Natepod The weblog of Nate Cull

24May/080

Trillions

The name fitted perfectly. It had the right hard, bright sound to it - and Trillions were hard and bright. It suggests millions upon millions - and the Trillions were everywhere, sprinkling roads and gardens and roofs and even the firesides of people's homes with a glittery dusting of tiny jewels (but Trillions were not jewels).

And the name Trillions had a foreign sound to it - a suggestion of other worlds, star-studded skies, the cold emptiness of space. That was right, too. For wherever Trillions came from, it was not this world.

Trillions

I finally read a book which haunted my childhood: Nicholas Fisk's 1971 young adult novel Trillions.

Whatever age I was when I first glanced at it (ten? twelve?), it scared the willies out of me, so much that I never plucked up the courage to read the whole thing. Reading the book now, it both amuses and startles me that I picked up entirely the wrong idea from the snippets of text I saw then. The Trillions of my imagination were extremely nasty space-Triffids; the ones in the book are the opposite. The story reads like a rather tame Doctor Who episode with an antiwar and ecological message: masses of tiny alien nanobot-creatures fall from the sky, a suspicious military attempt to use nuclear weapons to destroy them, a group of children make psychic contact with the tiny critters, discover that they are ecological repair robots and eventually use their newfound control to save them from the army. Somehow I both reversed the sense of it and created my own monsters (which still make me shiver today). That's kind of cool, actually.

The book does have several scary passages, but what I missed at that age is the context:

Scott suddenly saw a vision, like a photograph appearing in his mind, of the solitary figure in the space capsule. The figure was like a huge, elaborate, insect-like toy. It had a glinting, glassy, bulbous head. Its skin was of metallic silver material. Outside its body were veins - tubes and pipes and wires. But inside the glass-globe head there was a human face, in pain. And from one of the silvery arm-tubes there dangled a human hand with hairs on the back of it, nails on each finger tip and human warmth inside it. The hand moved uneasily and blood dripped from one finger.

The protagonist is talking to an astronaut about an Apollo-13 style space accident, and emphasising the loneliness and alienness of space; it is meant to be a little disturbing, but it's largely a fake-scare. What I picked up from this at age ten-something instead was a vision of alien Trillions somehow infecting and transforming humans into alien creatures. Where I got that, I'm not sure.
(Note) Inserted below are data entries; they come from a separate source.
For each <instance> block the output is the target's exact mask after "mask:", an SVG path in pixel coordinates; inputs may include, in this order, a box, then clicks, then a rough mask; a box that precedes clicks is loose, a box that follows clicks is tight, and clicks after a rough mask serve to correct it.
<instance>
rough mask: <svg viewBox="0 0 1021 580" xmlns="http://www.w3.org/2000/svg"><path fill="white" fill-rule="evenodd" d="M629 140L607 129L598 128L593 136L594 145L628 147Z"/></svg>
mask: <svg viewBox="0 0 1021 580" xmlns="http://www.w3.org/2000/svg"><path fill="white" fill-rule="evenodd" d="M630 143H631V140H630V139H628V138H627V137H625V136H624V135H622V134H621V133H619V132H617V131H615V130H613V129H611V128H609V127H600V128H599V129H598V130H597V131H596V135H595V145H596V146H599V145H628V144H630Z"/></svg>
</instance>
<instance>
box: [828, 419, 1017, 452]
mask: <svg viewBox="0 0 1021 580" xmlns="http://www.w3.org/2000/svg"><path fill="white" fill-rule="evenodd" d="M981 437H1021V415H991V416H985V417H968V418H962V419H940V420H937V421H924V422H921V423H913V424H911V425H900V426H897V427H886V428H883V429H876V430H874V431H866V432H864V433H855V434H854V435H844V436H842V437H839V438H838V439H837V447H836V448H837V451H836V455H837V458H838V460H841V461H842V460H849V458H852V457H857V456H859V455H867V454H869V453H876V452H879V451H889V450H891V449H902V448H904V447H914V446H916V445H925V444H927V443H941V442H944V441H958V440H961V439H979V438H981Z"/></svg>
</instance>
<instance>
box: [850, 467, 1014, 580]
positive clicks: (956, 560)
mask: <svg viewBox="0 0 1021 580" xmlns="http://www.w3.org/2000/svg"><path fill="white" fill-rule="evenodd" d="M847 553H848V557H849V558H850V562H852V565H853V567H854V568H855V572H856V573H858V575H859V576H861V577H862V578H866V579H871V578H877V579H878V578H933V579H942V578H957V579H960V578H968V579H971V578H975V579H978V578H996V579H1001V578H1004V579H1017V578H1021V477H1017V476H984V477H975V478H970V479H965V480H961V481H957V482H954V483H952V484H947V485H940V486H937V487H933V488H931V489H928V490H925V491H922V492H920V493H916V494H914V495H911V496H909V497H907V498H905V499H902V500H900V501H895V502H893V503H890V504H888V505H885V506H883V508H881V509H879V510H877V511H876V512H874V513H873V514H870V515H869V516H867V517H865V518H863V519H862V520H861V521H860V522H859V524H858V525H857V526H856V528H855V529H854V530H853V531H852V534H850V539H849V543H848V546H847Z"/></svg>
But it sure freaked me out, and I could probably write a really scary ur-Trillion horror story if I wanted to.

(My Trillions were tiny virus-like diamondoids, each with a little 'sting', indestructible, with a hard cold alien intelligence which only wanted to consume, replicate, and possibly reconstruct the world into an alien ecosystem. They would eat the Terminator-1000 for breakfast, literally. It is difficult for me to convey the cold terror they conjured up in my brain - and I'm wondering now, where that came from.)

The Trillions are fascinating to me because they are an early nanobot story - long before Eric Drexler's 1986 'Engines of Creation', they have most of the pieces in place. They are little cogwork/lego type machines with a collective swarm intelligence, built like robots to serve long-departed 'Masters' and preserve their planet. Plausibly enough, they do not function as atomic assemblers but at a macro-scale: they can build mountains and large-scale structures, but not 'real' matter.

What I also missed was the flash of Christianity, in the dream-scene where Scott psychically contacts the ghosts of the aliens:

'We must serve the Master', said the Masters. 'The Master of everything. The Master of all planets, all lives, all of us, each single Trillion.'
'And the Trillions?'
'Through us, they serve the Master too.'
The mesh hummed gently. The Trillions that made the walls of the cavern shifted, twinkling and changing colour. Now the walls glowed purple, tinged with gold. The mesh vibrated, pleased. A veil of colour rose from it like a mist to thank them.

The ironic thing to me is that for a story which centres on the power of love and understanding of the alien versus fear, and the triumph of childlike trust versus adult incomprehension, it was the child me who was afraid, and the adult me who understands.